The crash marks the tenth incident at this location in the past 30 days, with five classified as major. Over a 90-day window, the corridor has logged 24 total incidents, 11 of them major—a pattern that persists across a 12-month span.
Westpark Tollway eastbound at Cook ranks as a high-heat corridor within Harris County's broader traffic profile. Last month, Harris County recorded 18,789 total incidents across all classifications, including 35 fatalities. The Westpark location's concentration of major crashes during morning hours reflects a dominant incident pattern tied to rush-hour conditions.
Crashes account for the most common incident type at this intersection over the past 90 days. The time-pattern data underscores the vulnerability of the corridor during peak commute periods, when vehicle volume and speed interact with the geometry and traffic flow dynamics of the location.
Harris County's 30-day incident volume—18,789 across the 13-county Houston-Galveston region—provides context for the severity and frequency of incidents at individual locations. Westpark Tollway's ten incidents in 30 days represents a concentrated pattern of disruption in a high-traffic corridor that connects the Westside to downtown and east Houston.
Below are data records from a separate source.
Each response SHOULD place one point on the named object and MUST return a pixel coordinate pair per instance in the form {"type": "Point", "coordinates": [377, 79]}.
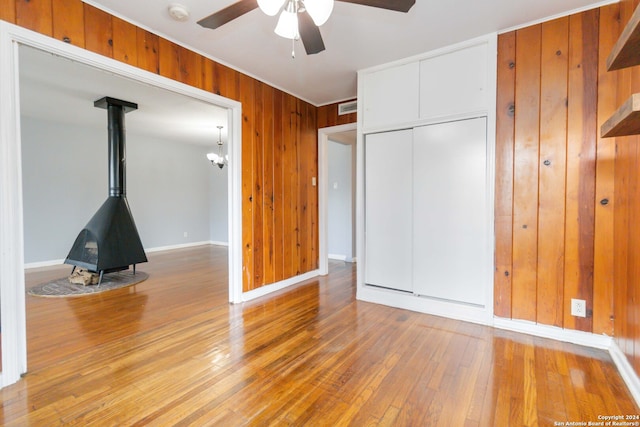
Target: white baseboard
{"type": "Point", "coordinates": [628, 374]}
{"type": "Point", "coordinates": [436, 307]}
{"type": "Point", "coordinates": [267, 289]}
{"type": "Point", "coordinates": [180, 246]}
{"type": "Point", "coordinates": [604, 342]}
{"type": "Point", "coordinates": [54, 262]}
{"type": "Point", "coordinates": [559, 334]}
{"type": "Point", "coordinates": [341, 258]}
{"type": "Point", "coordinates": [39, 264]}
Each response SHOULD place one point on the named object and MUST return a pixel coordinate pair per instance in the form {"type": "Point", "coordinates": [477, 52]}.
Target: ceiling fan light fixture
{"type": "Point", "coordinates": [288, 25]}
{"type": "Point", "coordinates": [319, 10]}
{"type": "Point", "coordinates": [270, 7]}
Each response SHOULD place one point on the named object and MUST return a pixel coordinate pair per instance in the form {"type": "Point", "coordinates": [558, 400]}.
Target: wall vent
{"type": "Point", "coordinates": [347, 107]}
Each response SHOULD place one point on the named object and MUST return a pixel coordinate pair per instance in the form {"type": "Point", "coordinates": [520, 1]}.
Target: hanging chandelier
{"type": "Point", "coordinates": [218, 159]}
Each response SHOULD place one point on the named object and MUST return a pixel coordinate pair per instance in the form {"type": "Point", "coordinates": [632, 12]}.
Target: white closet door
{"type": "Point", "coordinates": [450, 251]}
{"type": "Point", "coordinates": [388, 209]}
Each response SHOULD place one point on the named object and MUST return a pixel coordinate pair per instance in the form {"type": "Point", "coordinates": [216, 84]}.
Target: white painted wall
{"type": "Point", "coordinates": [341, 201]}
{"type": "Point", "coordinates": [65, 180]}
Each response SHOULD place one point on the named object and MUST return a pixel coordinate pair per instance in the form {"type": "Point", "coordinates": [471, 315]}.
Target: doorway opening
{"type": "Point", "coordinates": [13, 42]}
{"type": "Point", "coordinates": [337, 194]}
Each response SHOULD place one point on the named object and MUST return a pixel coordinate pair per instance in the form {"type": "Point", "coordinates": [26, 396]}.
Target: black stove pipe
{"type": "Point", "coordinates": [116, 109]}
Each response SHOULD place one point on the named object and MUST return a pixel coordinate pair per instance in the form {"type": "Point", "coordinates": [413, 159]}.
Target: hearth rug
{"type": "Point", "coordinates": [61, 288]}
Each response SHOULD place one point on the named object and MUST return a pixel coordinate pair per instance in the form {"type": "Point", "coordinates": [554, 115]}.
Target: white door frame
{"type": "Point", "coordinates": [12, 286]}
{"type": "Point", "coordinates": [323, 188]}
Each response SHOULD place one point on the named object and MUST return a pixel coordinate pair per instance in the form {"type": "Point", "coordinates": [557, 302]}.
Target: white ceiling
{"type": "Point", "coordinates": [356, 37]}
{"type": "Point", "coordinates": [60, 90]}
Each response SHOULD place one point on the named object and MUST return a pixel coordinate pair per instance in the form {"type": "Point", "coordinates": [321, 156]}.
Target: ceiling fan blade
{"type": "Point", "coordinates": [397, 5]}
{"type": "Point", "coordinates": [229, 13]}
{"type": "Point", "coordinates": [310, 34]}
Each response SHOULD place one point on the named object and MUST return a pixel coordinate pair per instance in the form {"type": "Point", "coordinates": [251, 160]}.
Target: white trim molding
{"type": "Point", "coordinates": [586, 339]}
{"type": "Point", "coordinates": [628, 374]}
{"type": "Point", "coordinates": [12, 287]}
{"type": "Point", "coordinates": [267, 289]}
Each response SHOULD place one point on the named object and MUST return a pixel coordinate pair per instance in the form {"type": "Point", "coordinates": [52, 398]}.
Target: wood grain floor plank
{"type": "Point", "coordinates": [172, 351]}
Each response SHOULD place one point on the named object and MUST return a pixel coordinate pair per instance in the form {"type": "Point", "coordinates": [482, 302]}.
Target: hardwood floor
{"type": "Point", "coordinates": [172, 351]}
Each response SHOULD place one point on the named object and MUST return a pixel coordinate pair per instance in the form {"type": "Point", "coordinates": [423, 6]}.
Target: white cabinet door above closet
{"type": "Point", "coordinates": [388, 210]}
{"type": "Point", "coordinates": [391, 96]}
{"type": "Point", "coordinates": [450, 215]}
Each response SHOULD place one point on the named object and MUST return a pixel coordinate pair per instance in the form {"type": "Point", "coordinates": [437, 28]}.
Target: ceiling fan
{"type": "Point", "coordinates": [299, 19]}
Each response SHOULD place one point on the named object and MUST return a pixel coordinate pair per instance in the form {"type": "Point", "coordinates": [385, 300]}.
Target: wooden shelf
{"type": "Point", "coordinates": [625, 121]}
{"type": "Point", "coordinates": [625, 52]}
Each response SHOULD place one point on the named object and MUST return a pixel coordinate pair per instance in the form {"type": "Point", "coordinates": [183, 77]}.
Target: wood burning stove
{"type": "Point", "coordinates": [110, 241]}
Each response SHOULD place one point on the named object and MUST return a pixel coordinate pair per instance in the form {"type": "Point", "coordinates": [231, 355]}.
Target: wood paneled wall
{"type": "Point", "coordinates": [553, 225]}
{"type": "Point", "coordinates": [279, 142]}
{"type": "Point", "coordinates": [627, 211]}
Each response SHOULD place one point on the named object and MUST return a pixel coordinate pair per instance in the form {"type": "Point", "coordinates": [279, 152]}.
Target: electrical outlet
{"type": "Point", "coordinates": [578, 307]}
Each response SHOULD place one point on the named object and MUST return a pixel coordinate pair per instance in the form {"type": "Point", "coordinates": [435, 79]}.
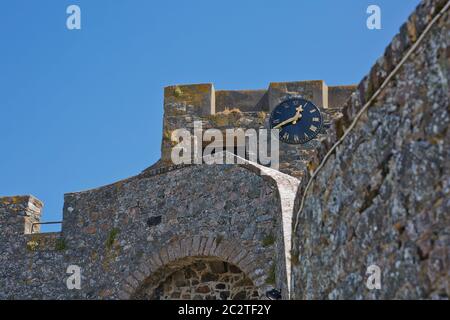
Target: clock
{"type": "Point", "coordinates": [298, 120]}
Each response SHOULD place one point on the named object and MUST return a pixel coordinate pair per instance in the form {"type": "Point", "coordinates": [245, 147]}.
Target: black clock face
{"type": "Point", "coordinates": [298, 120]}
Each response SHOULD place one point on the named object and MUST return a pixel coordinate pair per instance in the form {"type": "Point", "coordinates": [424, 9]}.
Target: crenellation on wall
{"type": "Point", "coordinates": [19, 214]}
{"type": "Point", "coordinates": [226, 231]}
{"type": "Point", "coordinates": [244, 100]}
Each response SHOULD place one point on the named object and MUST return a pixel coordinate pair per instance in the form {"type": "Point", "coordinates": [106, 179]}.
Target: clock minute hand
{"type": "Point", "coordinates": [292, 119]}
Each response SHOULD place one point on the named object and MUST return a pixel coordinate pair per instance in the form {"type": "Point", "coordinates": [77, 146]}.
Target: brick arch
{"type": "Point", "coordinates": [227, 250]}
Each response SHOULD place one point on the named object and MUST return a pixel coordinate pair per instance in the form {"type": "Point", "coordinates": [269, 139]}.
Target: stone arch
{"type": "Point", "coordinates": [226, 250]}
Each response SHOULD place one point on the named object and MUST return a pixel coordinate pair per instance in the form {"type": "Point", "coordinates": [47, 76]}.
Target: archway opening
{"type": "Point", "coordinates": [200, 278]}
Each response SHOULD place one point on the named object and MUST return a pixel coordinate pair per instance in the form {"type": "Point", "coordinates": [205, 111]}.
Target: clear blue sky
{"type": "Point", "coordinates": [81, 109]}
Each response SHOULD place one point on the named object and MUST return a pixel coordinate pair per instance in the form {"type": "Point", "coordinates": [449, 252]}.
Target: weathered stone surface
{"type": "Point", "coordinates": [225, 232]}
{"type": "Point", "coordinates": [124, 253]}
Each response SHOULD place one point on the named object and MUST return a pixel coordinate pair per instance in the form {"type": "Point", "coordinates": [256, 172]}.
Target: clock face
{"type": "Point", "coordinates": [298, 120]}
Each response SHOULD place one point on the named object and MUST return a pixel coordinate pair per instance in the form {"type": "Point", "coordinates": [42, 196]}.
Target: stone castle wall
{"type": "Point", "coordinates": [383, 196]}
{"type": "Point", "coordinates": [248, 109]}
{"type": "Point", "coordinates": [226, 231]}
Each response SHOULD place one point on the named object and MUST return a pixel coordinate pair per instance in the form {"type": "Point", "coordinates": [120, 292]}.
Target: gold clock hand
{"type": "Point", "coordinates": [293, 119]}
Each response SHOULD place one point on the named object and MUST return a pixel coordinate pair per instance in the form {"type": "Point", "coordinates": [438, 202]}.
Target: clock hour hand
{"type": "Point", "coordinates": [293, 119]}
The incident occurred on a Friday, typically a high-volume commute day. Morning rush-hour crashes in this corridor create cascading delays across multiple alternate routes and surface streets in the Westside area.
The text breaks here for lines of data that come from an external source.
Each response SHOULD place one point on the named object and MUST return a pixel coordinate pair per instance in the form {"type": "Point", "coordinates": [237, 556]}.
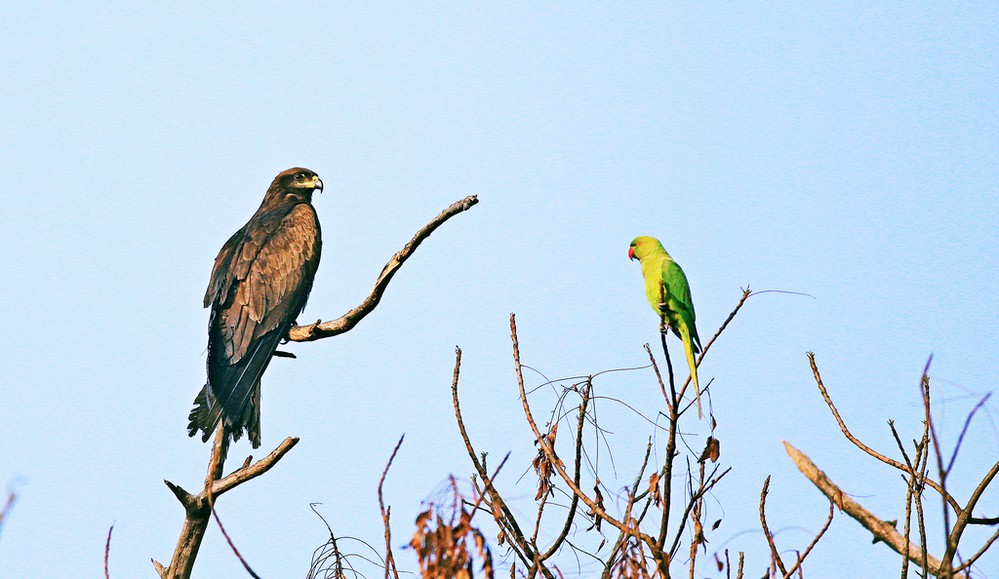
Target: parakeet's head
{"type": "Point", "coordinates": [642, 246]}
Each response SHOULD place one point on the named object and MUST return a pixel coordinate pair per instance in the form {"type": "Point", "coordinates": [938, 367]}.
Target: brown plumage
{"type": "Point", "coordinates": [260, 283]}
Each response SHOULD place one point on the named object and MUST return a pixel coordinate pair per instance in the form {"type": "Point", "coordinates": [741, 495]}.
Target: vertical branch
{"type": "Point", "coordinates": [198, 507]}
{"type": "Point", "coordinates": [386, 515]}
{"type": "Point", "coordinates": [766, 531]}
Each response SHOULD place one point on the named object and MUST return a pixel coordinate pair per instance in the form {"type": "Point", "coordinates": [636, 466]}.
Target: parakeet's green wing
{"type": "Point", "coordinates": [679, 289]}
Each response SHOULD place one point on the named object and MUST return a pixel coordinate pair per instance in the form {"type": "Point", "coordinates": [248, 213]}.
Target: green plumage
{"type": "Point", "coordinates": [668, 292]}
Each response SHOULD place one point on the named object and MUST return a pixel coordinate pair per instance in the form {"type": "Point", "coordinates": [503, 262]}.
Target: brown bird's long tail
{"type": "Point", "coordinates": [236, 400]}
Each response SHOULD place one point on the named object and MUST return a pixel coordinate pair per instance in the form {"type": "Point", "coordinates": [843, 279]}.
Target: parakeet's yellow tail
{"type": "Point", "coordinates": [688, 349]}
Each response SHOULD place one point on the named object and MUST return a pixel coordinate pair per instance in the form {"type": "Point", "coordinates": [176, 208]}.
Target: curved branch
{"type": "Point", "coordinates": [321, 329]}
{"type": "Point", "coordinates": [199, 507]}
{"type": "Point", "coordinates": [870, 451]}
{"type": "Point", "coordinates": [880, 529]}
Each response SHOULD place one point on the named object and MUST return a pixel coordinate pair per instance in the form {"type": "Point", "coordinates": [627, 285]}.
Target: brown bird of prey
{"type": "Point", "coordinates": [260, 282]}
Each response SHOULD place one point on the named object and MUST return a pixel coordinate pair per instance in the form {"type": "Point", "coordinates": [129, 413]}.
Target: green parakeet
{"type": "Point", "coordinates": [669, 294]}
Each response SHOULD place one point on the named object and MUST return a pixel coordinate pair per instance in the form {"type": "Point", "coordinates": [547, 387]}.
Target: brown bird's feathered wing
{"type": "Point", "coordinates": [260, 283]}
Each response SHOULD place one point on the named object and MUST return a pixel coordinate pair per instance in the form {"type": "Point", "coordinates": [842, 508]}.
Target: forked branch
{"type": "Point", "coordinates": [321, 329]}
No additional details regarding injuries, vehicle count, lane closures, or cause were available at publication time.
9 crashes had already been logged here in the month before this incident.
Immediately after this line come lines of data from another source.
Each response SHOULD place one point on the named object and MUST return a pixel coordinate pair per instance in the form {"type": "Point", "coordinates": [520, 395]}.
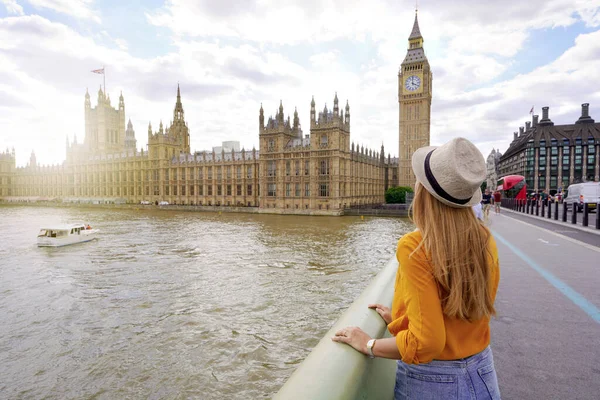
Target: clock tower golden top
{"type": "Point", "coordinates": [414, 98]}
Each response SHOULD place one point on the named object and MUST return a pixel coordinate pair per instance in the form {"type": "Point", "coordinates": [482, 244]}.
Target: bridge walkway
{"type": "Point", "coordinates": [546, 337]}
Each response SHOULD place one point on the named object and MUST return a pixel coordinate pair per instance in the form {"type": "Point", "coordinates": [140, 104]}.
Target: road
{"type": "Point", "coordinates": [546, 335]}
{"type": "Point", "coordinates": [591, 215]}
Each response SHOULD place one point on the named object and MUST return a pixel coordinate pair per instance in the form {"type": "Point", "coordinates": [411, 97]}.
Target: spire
{"type": "Point", "coordinates": [261, 118]}
{"type": "Point", "coordinates": [178, 110]}
{"type": "Point", "coordinates": [296, 119]}
{"type": "Point", "coordinates": [280, 115]}
{"type": "Point", "coordinates": [335, 104]}
{"type": "Point", "coordinates": [416, 32]}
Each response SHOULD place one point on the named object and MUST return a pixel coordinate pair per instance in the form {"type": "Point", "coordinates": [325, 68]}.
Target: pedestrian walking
{"type": "Point", "coordinates": [497, 201]}
{"type": "Point", "coordinates": [445, 286]}
{"type": "Point", "coordinates": [487, 203]}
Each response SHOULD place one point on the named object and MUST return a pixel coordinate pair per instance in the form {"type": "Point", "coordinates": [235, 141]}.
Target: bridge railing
{"type": "Point", "coordinates": [554, 210]}
{"type": "Point", "coordinates": [336, 371]}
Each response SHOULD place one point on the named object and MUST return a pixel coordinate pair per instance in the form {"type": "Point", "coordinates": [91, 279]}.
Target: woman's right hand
{"type": "Point", "coordinates": [383, 311]}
31 more crashes at this location followed this incident. The subsequent count included 20 major collisions.
Incidents have been arriving more often at this location since.
A short window saw several crashes at the location.
The full count places this location among the top crash sites in the county.
Current through May 25, 2026.
This report was produced by LTA's editor-designed production system under the executive editorial direction of Dennis R. Mundy, Executive Editor. The system combines our proprietary data pipeline with AI-assisted drafting to deliver verified incident coverage to LTA's editorial standards.